しかし、エクスはその情報を聞き逃さなかった。彼の脳内では、カイルの語った伝説と、これまでに集めた情報が繋がり、新たな可能性が形成されつつあった。
「興味深い情報です。感謝します、カイル君」
「…別に、礼を言われるようなことじゃねえよ」
ちょうどその時、ライラが興奮した様子で二人の元へ駆け寄ってきた。
「エクス!カイル君!大変だよ!私、すごい噂を聞いちゃった!」
ライラは、先ほど上級生たちが話していた「禁書庫」の噂を、目を輝かせながら二人に語った。世界の真実、神々の秘密、そして触れると呪われるという不気味な言い伝え。
「禁書庫…」エクスはその言葉を反芻した。彼の解析によれば、学園の図書館にそのような区画が存在する可能性は低いとされていた。しかし、ライラがもたらした情報は、彼の論理的な予測を覆すものだった。
「胡散臭え噂だな」カイルは腕を組んだまま言った。「だが、もし本当にそんな場所があるなら、お前みたいなヤツが真っ先に首を突っ込みたがるような代物が眠ってそうではあるな、エクス」
「肯定も否定もできません。しかし、検証する価値はあるでしょう」エクスの瞳に、新たな探求の光が灯った。「オルドヴァンの森の魔力汚染、カイル君の語った古都アストラルの伝説、そしてライラが掴んだ禁書庫の噂…これらは、一見バラバラに見えて、どこかで繋がっているのかもしれない」
エクスは、カイルが語った古都アストラルについて、より詳細な情報を集める必要があると判断した。それは、直接的な調査だけでなく、間接的な情報収集も含まれる。
「カイル君、その古都アストラルについて、何か手掛かりになるような物は残っていませんか。例えば、お祖父様が持っていた古い地図や、言い伝えを記したメモなど」
「さあな…じいさんの遺品なんて、ほとんど処分しちまったし…ただ、確か、やけに星の模様が描かれた、古い革袋みたいなのは見た覚えがあるような、ねえような…」カイルは曖昧に答えた。
「それです」エクスは即座に反応した。「もし心当たりがあるなら、確認していただけると助かります。それと並行して、私は学園の外部にも情報収集の網を広げます。幸い、私の養父母は、古代史や魔法考古学に詳しい研究者と多少の繋がりがあります。
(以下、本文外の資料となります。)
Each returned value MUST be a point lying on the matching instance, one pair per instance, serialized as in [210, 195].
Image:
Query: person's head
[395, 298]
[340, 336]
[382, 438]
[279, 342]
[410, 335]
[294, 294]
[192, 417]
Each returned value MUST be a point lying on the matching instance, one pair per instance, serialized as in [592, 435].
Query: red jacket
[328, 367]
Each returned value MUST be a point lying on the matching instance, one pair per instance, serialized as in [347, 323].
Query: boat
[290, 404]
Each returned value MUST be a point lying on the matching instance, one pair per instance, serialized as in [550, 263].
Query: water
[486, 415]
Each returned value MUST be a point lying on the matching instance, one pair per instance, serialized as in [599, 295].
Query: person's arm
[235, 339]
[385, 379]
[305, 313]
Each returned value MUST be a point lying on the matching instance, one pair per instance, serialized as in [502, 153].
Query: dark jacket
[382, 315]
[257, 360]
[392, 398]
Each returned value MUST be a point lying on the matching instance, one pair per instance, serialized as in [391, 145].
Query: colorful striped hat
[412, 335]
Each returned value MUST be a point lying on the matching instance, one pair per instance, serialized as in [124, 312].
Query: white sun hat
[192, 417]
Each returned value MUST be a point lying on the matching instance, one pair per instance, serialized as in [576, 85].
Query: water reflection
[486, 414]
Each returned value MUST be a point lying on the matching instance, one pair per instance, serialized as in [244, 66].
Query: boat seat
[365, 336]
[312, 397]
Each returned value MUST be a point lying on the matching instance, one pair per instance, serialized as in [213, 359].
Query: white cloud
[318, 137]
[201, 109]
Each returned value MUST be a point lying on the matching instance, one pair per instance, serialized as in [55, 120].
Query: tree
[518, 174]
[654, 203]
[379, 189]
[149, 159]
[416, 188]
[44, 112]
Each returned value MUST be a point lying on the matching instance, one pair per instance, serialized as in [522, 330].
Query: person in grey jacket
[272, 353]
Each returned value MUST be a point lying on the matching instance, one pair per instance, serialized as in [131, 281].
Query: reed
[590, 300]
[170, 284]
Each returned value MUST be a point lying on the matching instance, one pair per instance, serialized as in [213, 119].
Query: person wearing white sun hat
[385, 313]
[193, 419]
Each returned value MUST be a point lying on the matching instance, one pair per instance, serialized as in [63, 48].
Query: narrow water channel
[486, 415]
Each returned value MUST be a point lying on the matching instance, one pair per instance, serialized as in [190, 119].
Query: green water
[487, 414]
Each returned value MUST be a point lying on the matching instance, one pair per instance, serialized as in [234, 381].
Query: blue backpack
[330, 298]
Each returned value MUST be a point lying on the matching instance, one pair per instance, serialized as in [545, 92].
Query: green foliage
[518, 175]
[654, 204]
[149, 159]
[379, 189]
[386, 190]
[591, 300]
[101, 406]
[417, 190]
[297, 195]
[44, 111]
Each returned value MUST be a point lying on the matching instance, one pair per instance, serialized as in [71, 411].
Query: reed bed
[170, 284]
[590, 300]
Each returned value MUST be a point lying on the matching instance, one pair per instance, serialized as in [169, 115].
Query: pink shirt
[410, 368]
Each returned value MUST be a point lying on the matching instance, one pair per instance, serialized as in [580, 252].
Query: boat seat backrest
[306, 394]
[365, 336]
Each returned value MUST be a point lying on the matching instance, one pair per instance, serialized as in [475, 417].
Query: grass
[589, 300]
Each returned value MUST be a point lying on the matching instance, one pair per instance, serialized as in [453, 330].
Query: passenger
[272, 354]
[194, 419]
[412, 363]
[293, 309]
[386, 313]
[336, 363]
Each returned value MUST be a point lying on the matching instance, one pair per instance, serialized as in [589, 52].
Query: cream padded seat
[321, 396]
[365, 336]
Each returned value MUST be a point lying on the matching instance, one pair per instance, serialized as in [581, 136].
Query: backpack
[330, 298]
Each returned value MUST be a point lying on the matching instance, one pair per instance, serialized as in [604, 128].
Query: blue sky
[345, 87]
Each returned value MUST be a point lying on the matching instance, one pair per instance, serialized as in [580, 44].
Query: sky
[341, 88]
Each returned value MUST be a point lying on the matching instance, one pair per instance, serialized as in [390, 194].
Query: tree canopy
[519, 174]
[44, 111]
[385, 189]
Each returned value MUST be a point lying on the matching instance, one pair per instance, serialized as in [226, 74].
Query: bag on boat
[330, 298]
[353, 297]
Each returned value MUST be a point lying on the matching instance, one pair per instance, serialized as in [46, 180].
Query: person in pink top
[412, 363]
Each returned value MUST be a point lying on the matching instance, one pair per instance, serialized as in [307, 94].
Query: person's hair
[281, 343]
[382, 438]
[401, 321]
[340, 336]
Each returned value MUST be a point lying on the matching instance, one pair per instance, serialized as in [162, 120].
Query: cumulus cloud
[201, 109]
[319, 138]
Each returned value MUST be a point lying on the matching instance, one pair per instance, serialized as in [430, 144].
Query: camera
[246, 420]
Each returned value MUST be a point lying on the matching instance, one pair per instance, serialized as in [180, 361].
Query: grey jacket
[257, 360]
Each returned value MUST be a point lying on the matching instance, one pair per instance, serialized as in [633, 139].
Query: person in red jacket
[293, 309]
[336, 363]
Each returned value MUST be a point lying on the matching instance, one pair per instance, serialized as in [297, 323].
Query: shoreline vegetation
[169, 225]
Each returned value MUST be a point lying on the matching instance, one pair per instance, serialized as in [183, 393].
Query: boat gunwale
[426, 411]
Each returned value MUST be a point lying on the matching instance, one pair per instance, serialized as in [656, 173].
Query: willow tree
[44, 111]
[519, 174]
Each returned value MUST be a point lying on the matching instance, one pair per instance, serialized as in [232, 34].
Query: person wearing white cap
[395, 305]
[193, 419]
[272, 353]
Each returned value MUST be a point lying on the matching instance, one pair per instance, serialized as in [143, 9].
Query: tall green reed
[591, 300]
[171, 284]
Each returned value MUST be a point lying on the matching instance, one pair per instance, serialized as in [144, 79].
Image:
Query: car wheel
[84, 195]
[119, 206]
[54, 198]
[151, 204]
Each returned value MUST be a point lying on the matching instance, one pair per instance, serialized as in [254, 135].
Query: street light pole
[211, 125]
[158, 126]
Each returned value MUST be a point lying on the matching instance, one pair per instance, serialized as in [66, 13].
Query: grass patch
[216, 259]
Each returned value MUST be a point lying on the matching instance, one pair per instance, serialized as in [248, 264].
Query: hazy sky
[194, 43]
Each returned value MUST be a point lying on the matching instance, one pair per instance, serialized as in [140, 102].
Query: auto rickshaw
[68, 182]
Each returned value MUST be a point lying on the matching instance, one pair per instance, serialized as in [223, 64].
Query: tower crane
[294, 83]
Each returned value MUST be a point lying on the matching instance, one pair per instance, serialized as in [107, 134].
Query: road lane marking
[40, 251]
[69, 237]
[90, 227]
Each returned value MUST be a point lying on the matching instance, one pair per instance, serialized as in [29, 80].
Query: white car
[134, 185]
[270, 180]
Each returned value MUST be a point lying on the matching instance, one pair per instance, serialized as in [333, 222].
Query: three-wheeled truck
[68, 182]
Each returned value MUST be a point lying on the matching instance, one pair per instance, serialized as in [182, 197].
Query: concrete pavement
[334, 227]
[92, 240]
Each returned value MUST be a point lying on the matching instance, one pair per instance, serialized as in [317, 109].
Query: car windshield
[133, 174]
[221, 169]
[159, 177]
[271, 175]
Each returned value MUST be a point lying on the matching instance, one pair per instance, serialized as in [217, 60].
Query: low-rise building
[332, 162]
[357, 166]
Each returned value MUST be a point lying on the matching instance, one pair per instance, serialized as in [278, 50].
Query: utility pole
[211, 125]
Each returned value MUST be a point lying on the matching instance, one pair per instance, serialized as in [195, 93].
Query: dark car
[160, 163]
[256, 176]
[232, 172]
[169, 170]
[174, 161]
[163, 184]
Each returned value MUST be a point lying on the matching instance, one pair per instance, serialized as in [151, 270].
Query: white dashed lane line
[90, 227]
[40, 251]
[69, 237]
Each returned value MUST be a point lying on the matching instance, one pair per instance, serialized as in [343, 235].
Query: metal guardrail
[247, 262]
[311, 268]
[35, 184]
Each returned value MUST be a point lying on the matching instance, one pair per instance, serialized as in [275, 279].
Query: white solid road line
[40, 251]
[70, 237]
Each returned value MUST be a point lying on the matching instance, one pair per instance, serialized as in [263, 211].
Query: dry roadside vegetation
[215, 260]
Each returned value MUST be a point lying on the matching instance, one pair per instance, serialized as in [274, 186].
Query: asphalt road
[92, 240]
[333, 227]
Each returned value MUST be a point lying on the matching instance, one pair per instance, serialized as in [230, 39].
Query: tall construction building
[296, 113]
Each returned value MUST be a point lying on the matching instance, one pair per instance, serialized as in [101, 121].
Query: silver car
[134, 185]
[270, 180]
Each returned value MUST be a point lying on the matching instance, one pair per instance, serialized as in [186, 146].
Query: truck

彼らを通じて、古都アストラルに関する情報や、あるいは同様の『忘れられた場所』に関する伝承がないか、問い合わせてみるつもりです」
エクスはそう言うと、懐から羊皮紙と羽根ペンを取り出し、手紙を書き始めた。その宛名は、彼の養父アルデンの旧友であり、王立アカデミーで古代文明を研究しているという老教授の名前だった。彼のペンは、迷いなく、しかし慎重に言葉を紡いでいく。それは、アナログで時間のかかる方法だったが、時に最も確実な情報を手繰り寄せる手段でもあった。
禁書庫の謎、滅びた古都の伝説、そして世界の歪みの根源。三人の前には、解き明かすべき多くの謎が横たわっている。そして、その謎の中心には、エクスの失われた過去が深く関わっていることを、彼は予感し始めていた。図書館の静寂の中、三人の新たな探求が、静かに始まろうとしていた。